The War Isn’t Over. Israel Is Just Holding Its Breath

People keep saying the war is over.
They say it casually. Almost hopefully.
As if saying it out loud might make it true.
But in Israel, the war has not ended.
It has simply gone underground.
We are living in the long pause between sirens.
Between headlines.
Waking up in the morning to check the news and see if another shoe has dropped.
Everyone here is waiting for Iran.
Waiting for the escalation we all know is not theoretical. Rooting for the protesters, while worrying that the sadistic regime may make Israel its doomsday scapegoats. Waiting, while pretending it’s business as usual, as we go back to work, school, routine.
But wars do not end when the shooting slows down.
They end when lives stop unraveling.
And for tens of thousands of Israelis, nothing has stopped unraveling.
The war is not over for Daniel*.
Daniel is twelve years old.
His father is currently on his sixth round of reserve duty.
His mother gave birth a few months ago.
Every day when Daniel gets home from school, he puts his bag down and picks up the baby. As he cuddles baby Shira, he gently reminds his mom to go shower, get something to eat, or go for a walk.
Daniel does not complain.
He understands something no child should have to understand.
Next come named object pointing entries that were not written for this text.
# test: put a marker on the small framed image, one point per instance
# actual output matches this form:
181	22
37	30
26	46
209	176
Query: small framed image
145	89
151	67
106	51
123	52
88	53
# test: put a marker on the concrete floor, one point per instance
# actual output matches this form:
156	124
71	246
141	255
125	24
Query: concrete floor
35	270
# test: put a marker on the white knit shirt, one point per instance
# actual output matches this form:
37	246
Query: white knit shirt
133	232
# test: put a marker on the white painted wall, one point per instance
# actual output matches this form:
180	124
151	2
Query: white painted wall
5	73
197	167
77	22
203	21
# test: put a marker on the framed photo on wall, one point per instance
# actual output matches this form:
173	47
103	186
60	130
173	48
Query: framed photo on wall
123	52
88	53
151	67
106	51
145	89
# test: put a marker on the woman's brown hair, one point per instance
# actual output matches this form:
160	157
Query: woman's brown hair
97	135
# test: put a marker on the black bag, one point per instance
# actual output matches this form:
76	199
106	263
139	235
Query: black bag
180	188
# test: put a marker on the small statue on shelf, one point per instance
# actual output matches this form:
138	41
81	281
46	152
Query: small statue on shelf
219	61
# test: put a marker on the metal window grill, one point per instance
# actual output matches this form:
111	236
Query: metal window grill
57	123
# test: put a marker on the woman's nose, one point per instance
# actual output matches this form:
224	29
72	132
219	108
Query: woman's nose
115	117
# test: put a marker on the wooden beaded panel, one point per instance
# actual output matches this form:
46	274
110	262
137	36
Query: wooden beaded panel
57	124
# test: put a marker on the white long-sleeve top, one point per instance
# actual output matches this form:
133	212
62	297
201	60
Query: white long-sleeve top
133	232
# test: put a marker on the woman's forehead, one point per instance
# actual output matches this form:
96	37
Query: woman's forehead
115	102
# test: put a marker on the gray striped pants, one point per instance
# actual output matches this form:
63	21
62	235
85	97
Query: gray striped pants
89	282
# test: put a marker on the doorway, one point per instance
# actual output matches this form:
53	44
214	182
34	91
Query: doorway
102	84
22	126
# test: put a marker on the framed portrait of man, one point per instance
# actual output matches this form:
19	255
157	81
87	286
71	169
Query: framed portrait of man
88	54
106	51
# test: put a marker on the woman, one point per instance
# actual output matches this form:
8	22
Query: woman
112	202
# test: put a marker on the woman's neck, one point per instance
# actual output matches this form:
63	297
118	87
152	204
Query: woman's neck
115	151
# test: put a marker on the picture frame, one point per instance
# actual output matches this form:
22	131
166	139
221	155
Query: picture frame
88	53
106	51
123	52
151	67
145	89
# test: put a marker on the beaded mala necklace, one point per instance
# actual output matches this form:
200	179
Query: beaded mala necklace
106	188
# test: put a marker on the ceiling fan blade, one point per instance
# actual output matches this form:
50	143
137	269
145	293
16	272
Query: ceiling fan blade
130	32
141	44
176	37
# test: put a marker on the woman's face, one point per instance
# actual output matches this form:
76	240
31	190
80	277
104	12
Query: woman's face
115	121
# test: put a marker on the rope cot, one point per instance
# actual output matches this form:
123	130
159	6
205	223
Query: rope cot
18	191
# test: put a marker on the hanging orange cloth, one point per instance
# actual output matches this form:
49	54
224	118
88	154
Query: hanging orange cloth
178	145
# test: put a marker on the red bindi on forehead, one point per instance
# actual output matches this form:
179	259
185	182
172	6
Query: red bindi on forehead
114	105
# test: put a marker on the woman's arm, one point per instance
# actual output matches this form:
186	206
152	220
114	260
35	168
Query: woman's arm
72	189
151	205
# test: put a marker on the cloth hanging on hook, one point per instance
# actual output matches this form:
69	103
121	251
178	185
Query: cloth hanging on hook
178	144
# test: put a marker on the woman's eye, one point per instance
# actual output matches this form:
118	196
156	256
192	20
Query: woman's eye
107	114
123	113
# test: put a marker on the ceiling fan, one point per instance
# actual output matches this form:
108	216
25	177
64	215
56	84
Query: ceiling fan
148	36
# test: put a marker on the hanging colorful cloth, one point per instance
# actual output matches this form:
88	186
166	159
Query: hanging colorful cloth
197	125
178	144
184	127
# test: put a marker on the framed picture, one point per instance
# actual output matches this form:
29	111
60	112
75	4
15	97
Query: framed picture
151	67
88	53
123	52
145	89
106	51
That his mother is barely standing.
At camp, a place where nothing was asked of him, it took a full week before Daniel put down the instinct to take care of everyone else and allowed himself to just be twelve.
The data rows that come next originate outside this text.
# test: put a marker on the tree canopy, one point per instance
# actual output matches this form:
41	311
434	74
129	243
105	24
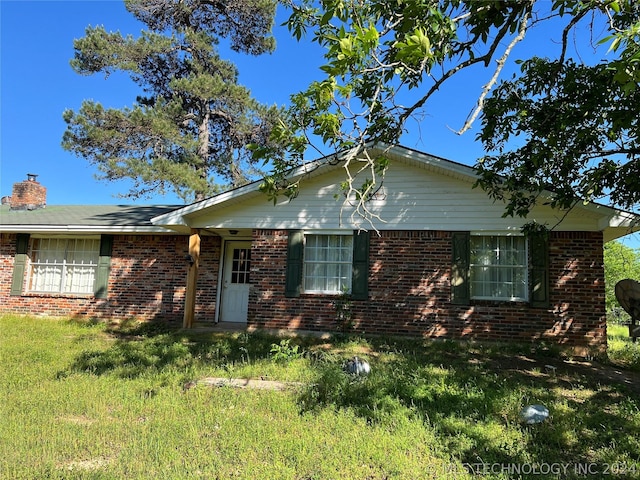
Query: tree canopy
620	262
189	129
561	124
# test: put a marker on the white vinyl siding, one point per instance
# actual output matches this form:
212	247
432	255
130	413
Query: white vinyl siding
412	198
328	263
498	267
64	265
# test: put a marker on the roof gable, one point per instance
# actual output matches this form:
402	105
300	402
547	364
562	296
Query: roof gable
419	192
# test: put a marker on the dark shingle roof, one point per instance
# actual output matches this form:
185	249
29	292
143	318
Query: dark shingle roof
84	215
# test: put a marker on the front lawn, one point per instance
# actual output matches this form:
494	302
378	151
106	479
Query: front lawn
85	400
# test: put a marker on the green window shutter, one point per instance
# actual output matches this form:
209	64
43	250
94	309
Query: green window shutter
293	281
19	263
104	266
460	268
539	273
360	280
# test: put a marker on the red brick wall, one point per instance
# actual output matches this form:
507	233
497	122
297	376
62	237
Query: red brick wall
409	293
147	281
409	289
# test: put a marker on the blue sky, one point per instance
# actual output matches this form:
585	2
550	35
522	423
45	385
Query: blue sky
37	85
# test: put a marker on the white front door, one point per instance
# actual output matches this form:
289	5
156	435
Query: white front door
235	282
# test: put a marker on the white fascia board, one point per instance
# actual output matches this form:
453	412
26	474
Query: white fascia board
82	229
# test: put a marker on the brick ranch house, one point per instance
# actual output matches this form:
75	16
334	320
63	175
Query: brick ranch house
441	262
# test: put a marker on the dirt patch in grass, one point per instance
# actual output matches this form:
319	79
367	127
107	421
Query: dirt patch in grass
243	383
566	369
89	465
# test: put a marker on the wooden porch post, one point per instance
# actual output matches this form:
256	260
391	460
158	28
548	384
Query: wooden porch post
192	279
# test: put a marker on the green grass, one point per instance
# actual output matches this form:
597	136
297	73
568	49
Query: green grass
85	400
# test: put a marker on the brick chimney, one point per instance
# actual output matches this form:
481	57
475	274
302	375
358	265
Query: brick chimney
28	194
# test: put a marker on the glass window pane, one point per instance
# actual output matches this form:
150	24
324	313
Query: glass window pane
327	263
498	267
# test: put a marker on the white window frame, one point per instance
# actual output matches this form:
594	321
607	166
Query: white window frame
311	258
519	285
63	265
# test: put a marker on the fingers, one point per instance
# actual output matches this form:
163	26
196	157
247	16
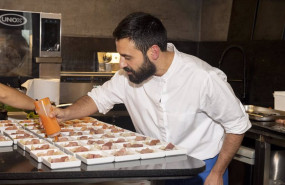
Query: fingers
57	113
281	121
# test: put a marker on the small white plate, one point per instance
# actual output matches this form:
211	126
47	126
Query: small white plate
105	157
72	162
38	155
128	155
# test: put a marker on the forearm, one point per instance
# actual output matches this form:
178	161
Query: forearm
15	98
85	106
230	146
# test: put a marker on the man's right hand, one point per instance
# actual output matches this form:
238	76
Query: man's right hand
59	114
281	121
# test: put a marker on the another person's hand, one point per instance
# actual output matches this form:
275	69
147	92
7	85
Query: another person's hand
214	179
281	121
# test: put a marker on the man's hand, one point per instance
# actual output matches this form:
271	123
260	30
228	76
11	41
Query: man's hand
214	179
59	114
281	121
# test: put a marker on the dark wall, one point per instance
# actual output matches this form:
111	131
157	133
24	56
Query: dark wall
255	45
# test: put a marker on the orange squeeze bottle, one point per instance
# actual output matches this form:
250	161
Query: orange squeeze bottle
43	108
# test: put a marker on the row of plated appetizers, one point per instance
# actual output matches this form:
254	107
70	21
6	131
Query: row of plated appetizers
85	140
The war is not over for Yael.
Yael sent her husband to war with love and faith.
When he came back, he was not the same man.
The anger came first.
Then the control.
Then the credit card cancellation.
After escaping the PTSD-induced violence, Yael now lives in a run-down apartment with four children, trying to piece together the money, the paperwork, and the courage to leave a marriage that became dangerous after the uniform came off.
There are no medals for women like her.
A small community stepped in to make sure Yael and the children had beds to sleep in and food on the table.
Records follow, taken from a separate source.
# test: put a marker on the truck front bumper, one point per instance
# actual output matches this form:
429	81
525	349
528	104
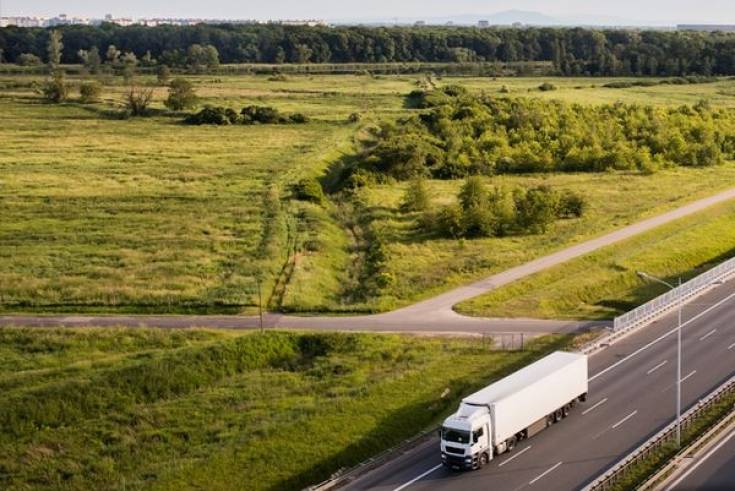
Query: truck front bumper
459	462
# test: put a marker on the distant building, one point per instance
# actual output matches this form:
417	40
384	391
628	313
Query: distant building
707	27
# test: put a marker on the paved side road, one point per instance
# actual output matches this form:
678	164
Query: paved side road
432	315
631	397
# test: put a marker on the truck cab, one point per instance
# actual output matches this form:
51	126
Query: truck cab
465	438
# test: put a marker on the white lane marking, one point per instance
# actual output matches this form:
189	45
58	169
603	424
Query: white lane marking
657	367
625	419
594	407
546	472
691	374
516	455
701	461
664	336
418	478
708	334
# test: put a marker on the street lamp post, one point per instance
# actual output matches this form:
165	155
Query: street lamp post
680	302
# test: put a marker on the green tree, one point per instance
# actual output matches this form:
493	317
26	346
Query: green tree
129	64
181	95
54	48
56	89
90	92
112	55
163	74
138	99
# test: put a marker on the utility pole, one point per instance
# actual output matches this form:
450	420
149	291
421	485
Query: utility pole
680	303
260	304
678	371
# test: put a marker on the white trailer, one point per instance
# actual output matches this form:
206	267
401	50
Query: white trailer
493	420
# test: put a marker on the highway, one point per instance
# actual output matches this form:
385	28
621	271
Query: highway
632	395
714	470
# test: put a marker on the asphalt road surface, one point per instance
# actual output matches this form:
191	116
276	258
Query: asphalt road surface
714	470
632	396
434	315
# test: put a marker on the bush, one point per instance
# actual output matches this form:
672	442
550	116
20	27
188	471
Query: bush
181	95
309	189
29	59
416	197
298	118
90	92
56	90
572	205
220	116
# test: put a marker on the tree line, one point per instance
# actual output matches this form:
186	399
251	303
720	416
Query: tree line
460	134
573	51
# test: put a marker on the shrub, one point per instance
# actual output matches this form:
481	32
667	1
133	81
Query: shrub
298	118
572	205
163	75
56	90
220	116
261	114
181	95
309	189
29	59
90	92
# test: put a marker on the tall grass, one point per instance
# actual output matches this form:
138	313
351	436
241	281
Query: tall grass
224	410
604	284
The war is not over for Katya.
8-year-old Katya arrived in Israel from Ukraine during the first weeks of that war, already broken.
She survived the bombings in Odessa hiding in a bathtub.
She survived the flight.
She survived starting over in a new country with a new language and her flute being the only object from her old life.
And then the war here began.
Now she cannot breathe when she hears loud noises.
She cannot sleep without reliving explosions from two countries at once.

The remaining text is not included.